Zie verder: Ardooie, Tasschemolen
Lieven DENEWET & Herman HOLEMANS
Zie verder: Ardooie, Tasschemolen
Literatuur
Archieven en landkaarten
- Ferrariskaart (ca. 1775)
- Atlas der Buurtwegen (ca. 1842)
- Topografische kaart van Ph. Vandermaelen (ca. 1850)
- Kadastrale kaart van P.C. Poll (ca. 1855)
Gedrukte bronnen
- "Gazette van Gend", 27.03.1786.
Werken
- Denys Désiré, Toponymie van Roeselare, Roeselaars plaatsnaamkundig woordenboek, Kortemark-Handzame, 1982.
- Dochy B., Geschiedenis van de Stad Roeselare vanaf de oudste tijden tot heden, s.l., 1949.
- Holemans Herman, Westvlaamse wind- en watermolens.
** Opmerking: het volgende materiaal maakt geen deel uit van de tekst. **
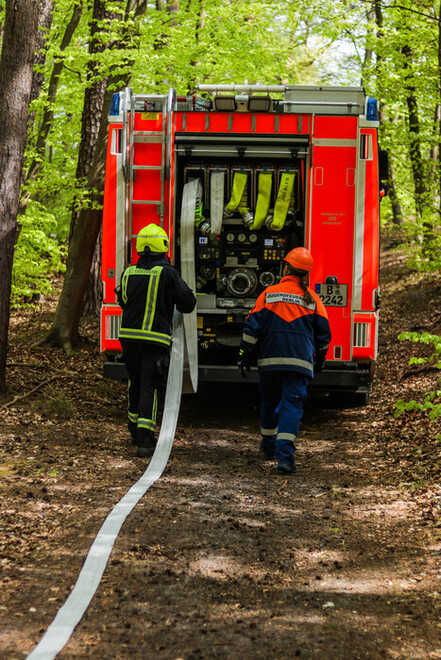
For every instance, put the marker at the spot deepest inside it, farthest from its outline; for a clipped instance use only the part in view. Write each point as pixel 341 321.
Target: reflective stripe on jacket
pixel 286 330
pixel 147 294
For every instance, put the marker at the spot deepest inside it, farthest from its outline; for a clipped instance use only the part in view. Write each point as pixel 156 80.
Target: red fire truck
pixel 238 176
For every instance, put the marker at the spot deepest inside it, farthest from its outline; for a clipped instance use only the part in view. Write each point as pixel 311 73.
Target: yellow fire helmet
pixel 153 237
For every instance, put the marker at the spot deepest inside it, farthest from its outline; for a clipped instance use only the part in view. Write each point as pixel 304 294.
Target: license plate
pixel 333 295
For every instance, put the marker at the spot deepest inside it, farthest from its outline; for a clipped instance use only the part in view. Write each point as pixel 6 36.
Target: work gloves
pixel 243 363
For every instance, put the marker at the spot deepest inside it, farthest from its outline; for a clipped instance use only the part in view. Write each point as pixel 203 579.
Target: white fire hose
pixel 70 614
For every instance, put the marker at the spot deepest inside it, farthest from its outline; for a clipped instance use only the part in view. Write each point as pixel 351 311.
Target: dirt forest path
pixel 223 557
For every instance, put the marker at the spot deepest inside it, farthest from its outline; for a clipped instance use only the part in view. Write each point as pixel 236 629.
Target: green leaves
pixel 432 401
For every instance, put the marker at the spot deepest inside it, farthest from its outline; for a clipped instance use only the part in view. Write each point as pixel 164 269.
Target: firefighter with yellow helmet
pixel 289 328
pixel 148 293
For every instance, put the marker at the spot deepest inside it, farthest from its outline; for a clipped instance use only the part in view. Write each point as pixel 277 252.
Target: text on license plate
pixel 333 295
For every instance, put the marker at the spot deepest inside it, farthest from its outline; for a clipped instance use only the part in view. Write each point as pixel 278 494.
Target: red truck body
pixel 324 139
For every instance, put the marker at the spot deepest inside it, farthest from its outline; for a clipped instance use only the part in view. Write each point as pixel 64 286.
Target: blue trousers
pixel 283 394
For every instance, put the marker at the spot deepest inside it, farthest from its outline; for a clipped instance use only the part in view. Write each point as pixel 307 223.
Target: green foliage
pixel 432 400
pixel 37 256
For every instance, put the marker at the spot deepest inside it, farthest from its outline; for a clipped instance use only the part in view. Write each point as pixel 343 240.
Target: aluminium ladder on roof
pixel 132 137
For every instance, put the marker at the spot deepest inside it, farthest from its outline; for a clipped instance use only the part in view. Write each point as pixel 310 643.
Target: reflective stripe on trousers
pixel 283 394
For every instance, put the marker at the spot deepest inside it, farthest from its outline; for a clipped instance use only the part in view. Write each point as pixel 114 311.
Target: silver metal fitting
pixel 248 219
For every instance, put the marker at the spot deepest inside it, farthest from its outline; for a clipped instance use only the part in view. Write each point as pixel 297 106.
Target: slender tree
pixel 16 65
pixel 48 114
pixel 64 330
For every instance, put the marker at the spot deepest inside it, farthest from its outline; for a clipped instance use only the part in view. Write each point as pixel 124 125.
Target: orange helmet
pixel 300 259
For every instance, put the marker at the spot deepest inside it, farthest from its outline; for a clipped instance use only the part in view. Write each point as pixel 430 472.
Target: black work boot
pixel 133 430
pixel 146 442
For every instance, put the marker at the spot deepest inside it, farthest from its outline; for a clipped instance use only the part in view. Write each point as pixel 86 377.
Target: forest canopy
pixel 89 48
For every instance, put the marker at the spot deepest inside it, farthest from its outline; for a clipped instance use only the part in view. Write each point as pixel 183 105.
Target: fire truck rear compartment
pixel 234 267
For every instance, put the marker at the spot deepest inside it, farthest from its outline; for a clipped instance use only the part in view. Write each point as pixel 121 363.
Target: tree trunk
pixel 92 105
pixel 416 158
pixel 439 123
pixel 44 25
pixel 64 330
pixel 16 64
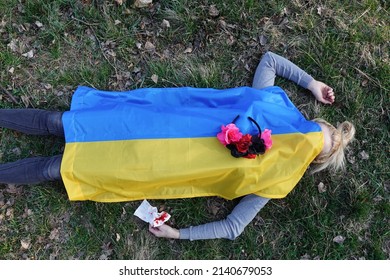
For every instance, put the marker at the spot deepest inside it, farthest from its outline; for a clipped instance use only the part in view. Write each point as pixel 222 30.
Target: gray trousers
pixel 35 169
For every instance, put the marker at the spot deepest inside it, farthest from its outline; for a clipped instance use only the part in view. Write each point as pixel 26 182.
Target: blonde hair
pixel 341 137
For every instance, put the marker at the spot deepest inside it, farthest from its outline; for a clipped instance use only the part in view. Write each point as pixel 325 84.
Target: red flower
pixel 229 134
pixel 244 143
pixel 250 156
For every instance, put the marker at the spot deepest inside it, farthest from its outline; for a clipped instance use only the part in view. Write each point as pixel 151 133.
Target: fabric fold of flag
pixel 160 143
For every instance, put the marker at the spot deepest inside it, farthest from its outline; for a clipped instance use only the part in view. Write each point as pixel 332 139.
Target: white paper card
pixel 149 214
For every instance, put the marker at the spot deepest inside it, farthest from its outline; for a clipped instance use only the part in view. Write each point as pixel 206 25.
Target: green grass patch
pixel 103 45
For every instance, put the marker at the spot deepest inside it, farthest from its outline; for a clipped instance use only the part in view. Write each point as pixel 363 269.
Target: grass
pixel 94 43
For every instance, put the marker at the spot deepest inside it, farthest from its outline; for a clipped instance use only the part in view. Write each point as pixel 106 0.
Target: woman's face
pixel 327 139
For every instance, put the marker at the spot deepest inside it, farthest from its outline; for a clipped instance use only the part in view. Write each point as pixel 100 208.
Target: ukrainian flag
pixel 160 143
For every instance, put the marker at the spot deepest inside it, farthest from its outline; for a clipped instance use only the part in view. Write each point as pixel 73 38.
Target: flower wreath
pixel 247 146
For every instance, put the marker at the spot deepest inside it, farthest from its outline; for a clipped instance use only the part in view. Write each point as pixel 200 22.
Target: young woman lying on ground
pixel 185 142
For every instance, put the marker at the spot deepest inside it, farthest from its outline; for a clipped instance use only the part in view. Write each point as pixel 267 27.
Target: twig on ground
pixel 369 78
pixel 99 43
pixel 13 99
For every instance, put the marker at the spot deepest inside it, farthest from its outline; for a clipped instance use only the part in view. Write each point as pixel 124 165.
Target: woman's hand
pixel 165 231
pixel 321 91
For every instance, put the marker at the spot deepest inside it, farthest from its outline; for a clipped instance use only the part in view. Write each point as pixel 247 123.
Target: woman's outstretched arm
pixel 229 228
pixel 272 65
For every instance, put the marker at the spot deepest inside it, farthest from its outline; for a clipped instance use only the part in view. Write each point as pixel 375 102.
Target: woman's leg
pixel 31 170
pixel 272 65
pixel 32 121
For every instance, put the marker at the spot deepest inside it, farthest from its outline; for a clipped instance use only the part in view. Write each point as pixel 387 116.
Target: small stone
pixel 321 187
pixel 339 239
pixel 165 24
pixel 213 11
pixel 39 24
pixel 149 46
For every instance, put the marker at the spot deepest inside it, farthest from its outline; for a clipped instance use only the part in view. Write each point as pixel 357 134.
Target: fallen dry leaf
pixel 188 50
pixel 321 187
pixel 364 155
pixel 149 46
pixel 165 24
pixel 142 3
pixel 213 11
pixel 339 239
pixel 29 54
pixel 39 24
pixel 54 234
pixel 263 40
pixel 25 244
pixel 154 78
pixel 13 45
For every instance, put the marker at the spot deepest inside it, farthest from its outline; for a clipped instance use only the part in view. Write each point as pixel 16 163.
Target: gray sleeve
pixel 232 226
pixel 272 65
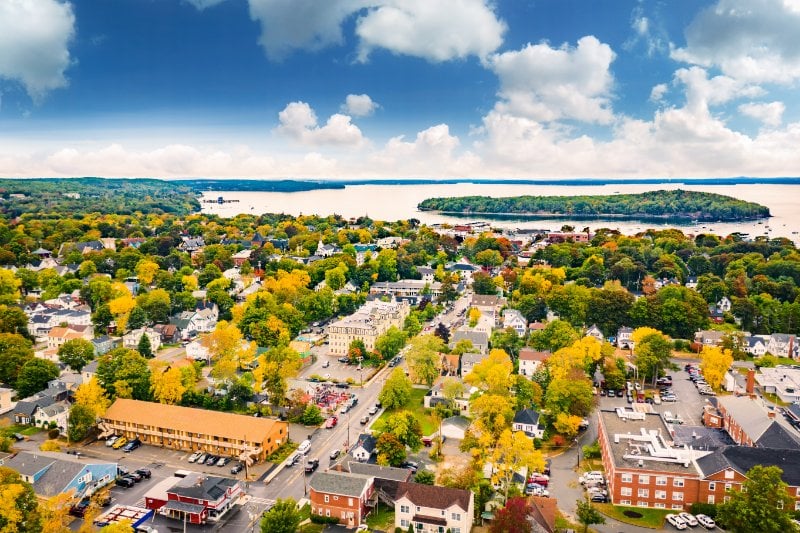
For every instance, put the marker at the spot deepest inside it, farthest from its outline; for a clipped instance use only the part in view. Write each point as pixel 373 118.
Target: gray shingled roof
pixel 340 483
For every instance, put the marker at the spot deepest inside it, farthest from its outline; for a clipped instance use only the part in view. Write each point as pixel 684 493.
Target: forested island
pixel 673 205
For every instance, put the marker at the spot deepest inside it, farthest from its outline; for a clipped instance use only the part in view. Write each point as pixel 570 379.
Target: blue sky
pixel 399 88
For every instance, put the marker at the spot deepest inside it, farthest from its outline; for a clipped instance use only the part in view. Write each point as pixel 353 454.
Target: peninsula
pixel 673 205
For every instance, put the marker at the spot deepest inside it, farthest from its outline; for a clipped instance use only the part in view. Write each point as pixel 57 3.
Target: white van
pixel 304 447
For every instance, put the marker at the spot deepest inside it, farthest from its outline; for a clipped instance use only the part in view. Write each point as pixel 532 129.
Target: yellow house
pixel 191 429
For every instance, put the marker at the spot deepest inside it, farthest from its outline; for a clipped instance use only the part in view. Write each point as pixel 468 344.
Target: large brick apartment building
pixel 647 465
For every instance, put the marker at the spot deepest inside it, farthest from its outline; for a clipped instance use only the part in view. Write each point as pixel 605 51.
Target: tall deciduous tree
pixel 423 358
pixel 396 391
pixel 715 362
pixel 282 518
pixel 587 514
pixel 763 504
pixel 34 375
pixel 76 353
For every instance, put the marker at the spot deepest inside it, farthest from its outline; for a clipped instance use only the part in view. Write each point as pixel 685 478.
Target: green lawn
pixel 651 518
pixel 415 405
pixel 382 519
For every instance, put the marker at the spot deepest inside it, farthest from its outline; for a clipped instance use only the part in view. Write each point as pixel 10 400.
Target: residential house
pixel 528 421
pixel 364 448
pixel 53 415
pixel 783 345
pixel 530 360
pixel 197 498
pixel 595 332
pixel 469 360
pixel 53 473
pixel 512 318
pixel 624 338
pixel 190 429
pixel 345 496
pixel 132 338
pixel 433 509
pixel 479 339
pixel 368 323
pixel 169 333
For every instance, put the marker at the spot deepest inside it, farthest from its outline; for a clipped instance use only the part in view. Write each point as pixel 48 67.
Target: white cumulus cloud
pixel 433 30
pixel 546 84
pixel 359 105
pixel 34 43
pixel 749 40
pixel 770 113
pixel 298 121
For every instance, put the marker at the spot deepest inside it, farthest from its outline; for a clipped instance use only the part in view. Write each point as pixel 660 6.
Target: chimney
pixel 751 381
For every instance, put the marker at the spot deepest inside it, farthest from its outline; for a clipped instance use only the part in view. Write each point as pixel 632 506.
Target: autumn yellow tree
pixel 166 382
pixel 146 270
pixel 92 395
pixel 513 452
pixel 715 362
pixel 492 374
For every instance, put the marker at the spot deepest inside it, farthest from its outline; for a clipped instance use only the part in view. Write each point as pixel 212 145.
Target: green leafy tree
pixel 15 351
pixel 390 343
pixel 405 426
pixel 424 477
pixel 34 375
pixel 391 451
pixel 587 514
pixel 424 359
pixel 144 347
pixel 284 517
pixel 763 504
pixel 81 420
pixel 76 353
pixel 396 391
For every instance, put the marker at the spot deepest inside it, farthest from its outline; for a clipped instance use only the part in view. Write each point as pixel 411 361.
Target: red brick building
pixel 348 497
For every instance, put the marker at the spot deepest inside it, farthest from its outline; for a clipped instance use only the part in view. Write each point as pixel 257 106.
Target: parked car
pixel 312 465
pixel 676 521
pixel 125 482
pixel 132 445
pixel 690 520
pixel 706 521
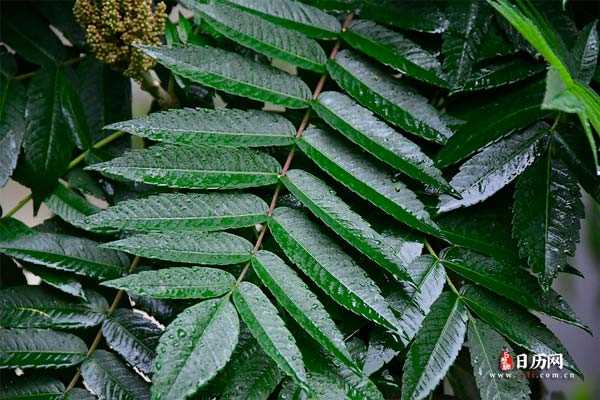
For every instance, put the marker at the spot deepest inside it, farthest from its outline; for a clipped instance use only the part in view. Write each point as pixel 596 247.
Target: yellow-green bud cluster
pixel 112 27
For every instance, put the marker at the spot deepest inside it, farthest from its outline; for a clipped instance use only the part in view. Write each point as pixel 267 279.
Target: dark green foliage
pixel 328 199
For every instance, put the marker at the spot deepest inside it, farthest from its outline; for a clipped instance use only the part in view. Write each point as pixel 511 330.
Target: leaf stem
pixel 76 161
pixel 98 338
pixel 290 157
pixel 434 255
pixel 32 73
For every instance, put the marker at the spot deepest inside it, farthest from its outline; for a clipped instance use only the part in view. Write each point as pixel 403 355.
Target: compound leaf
pixel 393 100
pixel 38 307
pixel 303 305
pixel 194 347
pixel 435 348
pixel 269 330
pixel 108 378
pixel 133 336
pixel 264 37
pixel 176 283
pixel 182 212
pixel 39 348
pixel 321 259
pixel 200 167
pixel 220 127
pixel 366 178
pixel 233 73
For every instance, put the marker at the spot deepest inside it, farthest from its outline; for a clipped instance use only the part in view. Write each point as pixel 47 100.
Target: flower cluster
pixel 113 26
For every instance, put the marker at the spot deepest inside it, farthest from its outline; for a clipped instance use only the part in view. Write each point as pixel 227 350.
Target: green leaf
pixel 381 350
pixel 412 15
pixel 412 304
pixel 482 228
pixel 322 201
pixel 393 100
pixel 108 378
pixel 269 330
pixel 68 253
pixel 292 15
pixel 360 126
pixel 79 394
pixel 233 73
pixel 546 216
pixel 105 94
pixel 63 281
pixel 220 127
pixel 575 152
pixel 39 348
pixel 365 178
pixel 70 206
pixel 29 387
pixel 12 124
pixel 323 261
pixel 493 168
pixel 303 305
pixel 485 346
pixel 435 347
pixel 509 280
pixel 27 33
pixel 330 379
pixel 393 49
pixel 74 114
pixel 264 37
pixel 218 248
pixel 515 323
pixel 133 336
pixel 38 307
pixel 201 167
pixel 585 52
pixel 250 374
pixel 502 73
pixel 182 212
pixel 48 143
pixel 469 22
pixel 194 347
pixel 489 120
pixel 176 283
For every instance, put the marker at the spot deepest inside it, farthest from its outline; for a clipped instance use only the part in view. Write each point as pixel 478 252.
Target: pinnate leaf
pixel 182 212
pixel 269 330
pixel 435 347
pixel 393 100
pixel 68 253
pixel 322 201
pixel 293 15
pixel 264 37
pixel 200 167
pixel 39 348
pixel 394 49
pixel 218 248
pixel 133 336
pixel 546 217
pixel 515 323
pixel 360 126
pixel 38 307
pixel 323 261
pixel 303 305
pixel 233 73
pixel 220 127
pixel 107 377
pixel 493 168
pixel 366 178
pixel 485 346
pixel 194 347
pixel 176 283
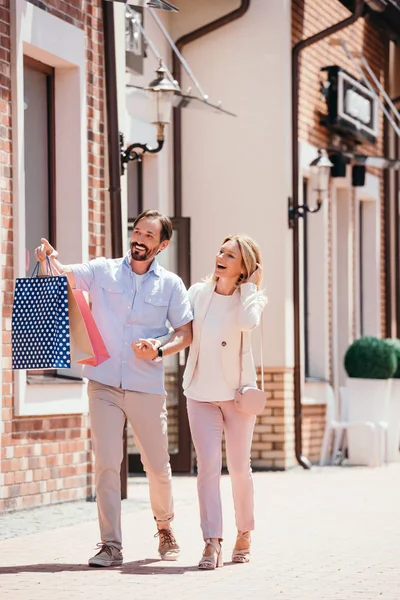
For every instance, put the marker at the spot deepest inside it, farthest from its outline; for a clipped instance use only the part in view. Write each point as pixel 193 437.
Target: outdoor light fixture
pixel 160 4
pixel 161 94
pixel 320 172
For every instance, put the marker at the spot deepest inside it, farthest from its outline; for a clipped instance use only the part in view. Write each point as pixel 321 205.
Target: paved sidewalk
pixel 330 533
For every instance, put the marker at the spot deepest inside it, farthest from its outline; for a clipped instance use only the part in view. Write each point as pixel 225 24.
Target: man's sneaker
pixel 108 556
pixel 167 547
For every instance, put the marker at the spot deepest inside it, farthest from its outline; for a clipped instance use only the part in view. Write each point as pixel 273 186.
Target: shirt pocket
pixel 113 296
pixel 155 311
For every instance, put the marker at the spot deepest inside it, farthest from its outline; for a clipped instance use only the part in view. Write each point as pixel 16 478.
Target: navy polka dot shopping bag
pixel 40 329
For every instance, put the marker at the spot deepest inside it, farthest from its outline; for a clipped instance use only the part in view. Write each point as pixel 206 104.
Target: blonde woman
pixel 225 306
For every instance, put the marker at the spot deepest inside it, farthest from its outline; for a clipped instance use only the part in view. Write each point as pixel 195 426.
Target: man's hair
pixel 166 225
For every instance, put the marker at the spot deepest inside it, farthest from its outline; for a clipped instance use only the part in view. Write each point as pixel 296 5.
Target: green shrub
pixel 395 343
pixel 370 358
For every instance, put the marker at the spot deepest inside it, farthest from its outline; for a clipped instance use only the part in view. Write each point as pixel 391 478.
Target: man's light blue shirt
pixel 125 312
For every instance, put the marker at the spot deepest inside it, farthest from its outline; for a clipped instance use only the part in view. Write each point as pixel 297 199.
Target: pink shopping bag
pixel 88 347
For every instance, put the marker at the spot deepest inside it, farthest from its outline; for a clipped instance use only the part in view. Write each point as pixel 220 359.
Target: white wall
pixel 54 42
pixel 236 171
pixel 133 116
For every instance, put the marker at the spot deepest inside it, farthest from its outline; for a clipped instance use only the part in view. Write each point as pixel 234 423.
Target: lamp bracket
pixel 295 213
pixel 135 151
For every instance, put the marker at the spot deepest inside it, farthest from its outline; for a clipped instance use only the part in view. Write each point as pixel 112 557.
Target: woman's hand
pixel 45 249
pixel 146 349
pixel 255 277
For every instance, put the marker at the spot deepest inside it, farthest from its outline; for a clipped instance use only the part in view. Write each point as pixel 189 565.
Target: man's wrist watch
pixel 159 355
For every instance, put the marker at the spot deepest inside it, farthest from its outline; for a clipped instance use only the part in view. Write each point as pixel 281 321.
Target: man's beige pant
pixel 108 407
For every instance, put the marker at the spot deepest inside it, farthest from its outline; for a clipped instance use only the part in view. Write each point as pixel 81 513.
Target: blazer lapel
pixel 203 304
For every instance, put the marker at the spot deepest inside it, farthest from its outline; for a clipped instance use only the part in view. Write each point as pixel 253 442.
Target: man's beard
pixel 140 255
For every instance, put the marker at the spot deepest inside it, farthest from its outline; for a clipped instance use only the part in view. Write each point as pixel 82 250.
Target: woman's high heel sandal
pixel 241 551
pixel 214 560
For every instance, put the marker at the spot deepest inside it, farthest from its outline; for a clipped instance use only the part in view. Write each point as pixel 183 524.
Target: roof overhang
pixel 385 14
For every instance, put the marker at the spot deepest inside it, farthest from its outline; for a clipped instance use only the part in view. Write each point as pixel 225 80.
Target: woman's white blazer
pixel 249 310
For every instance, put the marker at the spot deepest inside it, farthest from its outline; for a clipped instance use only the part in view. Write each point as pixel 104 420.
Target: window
pixel 50 173
pixel 134 43
pixel 135 193
pixel 39 141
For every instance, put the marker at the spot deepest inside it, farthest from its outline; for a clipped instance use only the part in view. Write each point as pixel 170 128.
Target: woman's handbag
pixel 251 400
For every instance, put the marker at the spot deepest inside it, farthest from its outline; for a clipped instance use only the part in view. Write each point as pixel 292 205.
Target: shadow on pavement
pixel 138 567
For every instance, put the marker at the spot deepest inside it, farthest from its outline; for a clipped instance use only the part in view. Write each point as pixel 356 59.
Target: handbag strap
pixel 48 271
pixel 261 354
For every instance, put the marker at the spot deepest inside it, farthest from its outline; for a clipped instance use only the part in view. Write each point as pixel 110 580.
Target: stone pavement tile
pixel 328 534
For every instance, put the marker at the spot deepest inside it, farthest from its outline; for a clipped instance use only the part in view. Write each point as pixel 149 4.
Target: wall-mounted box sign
pixel 352 108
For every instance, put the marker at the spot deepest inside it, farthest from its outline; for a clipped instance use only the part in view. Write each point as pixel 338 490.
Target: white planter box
pixel 368 400
pixel 394 423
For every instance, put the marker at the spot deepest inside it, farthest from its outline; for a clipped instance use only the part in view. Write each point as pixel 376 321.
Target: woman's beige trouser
pixel 207 421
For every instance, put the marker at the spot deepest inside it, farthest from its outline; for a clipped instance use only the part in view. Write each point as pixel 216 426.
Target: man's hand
pixel 146 349
pixel 45 249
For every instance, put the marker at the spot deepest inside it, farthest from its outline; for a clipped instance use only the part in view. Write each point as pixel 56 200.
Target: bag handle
pixel 49 271
pixel 261 354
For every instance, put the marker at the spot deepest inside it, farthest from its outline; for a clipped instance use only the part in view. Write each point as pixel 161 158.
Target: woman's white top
pixel 208 383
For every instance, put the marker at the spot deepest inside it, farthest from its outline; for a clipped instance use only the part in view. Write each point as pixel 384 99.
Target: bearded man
pixel 133 301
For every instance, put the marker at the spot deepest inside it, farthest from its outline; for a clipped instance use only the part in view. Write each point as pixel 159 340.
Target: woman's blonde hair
pixel 251 255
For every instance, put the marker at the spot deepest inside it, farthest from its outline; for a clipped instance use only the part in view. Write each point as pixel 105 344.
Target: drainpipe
pixel 296 51
pixel 112 128
pixel 110 76
pixel 177 124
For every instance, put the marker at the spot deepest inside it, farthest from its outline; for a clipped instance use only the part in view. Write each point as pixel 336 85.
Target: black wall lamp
pixel 160 94
pixel 159 4
pixel 320 173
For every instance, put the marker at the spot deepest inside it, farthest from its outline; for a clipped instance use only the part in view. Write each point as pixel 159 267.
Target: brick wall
pixel 47 460
pixel 273 442
pixel 309 17
pixel 313 427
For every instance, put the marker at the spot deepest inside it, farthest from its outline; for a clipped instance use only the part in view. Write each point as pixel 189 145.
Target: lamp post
pixel 160 93
pixel 320 173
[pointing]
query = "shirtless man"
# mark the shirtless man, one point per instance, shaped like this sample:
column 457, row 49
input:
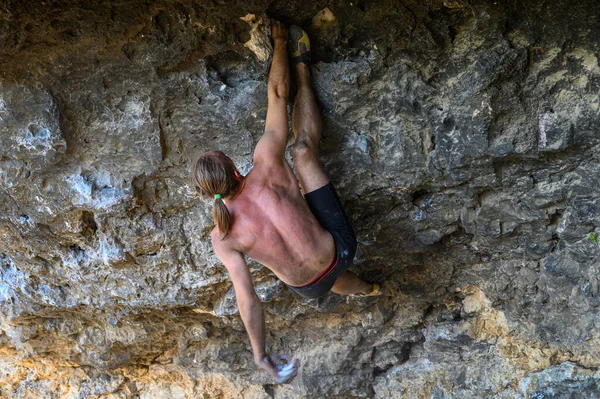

Kadastergegevens 1835-1990. Deel 7. Gemeenten P-R, Rotem, Studiekring Ons Molenheem, 2001.
- Geert Hoornaert, Molens op Krottegem, in: Krottegem, de wijk van "Over-Statie", Roeselare, 2001, p. 18-20.
- Jozef Huygebaert, Ferdy Callewaert & Pol Dejonghe, Geschiedenis van de Onze-Lieve-Vrouweparochie te Roeselare: 1892-1973, Roeselare, 1974.
- Gabriël Houthoofd, "De verdwenen windmolens van Ardooie", Jaarboek van de Heemkundige Kring Ardooie-Koolskamp, X, 20114, p. 3-13.
Persberichten
- A. Denys, De verdwenen windmolens van Rousselare, in: De Rousselaarsche Bode, 09.03.1935.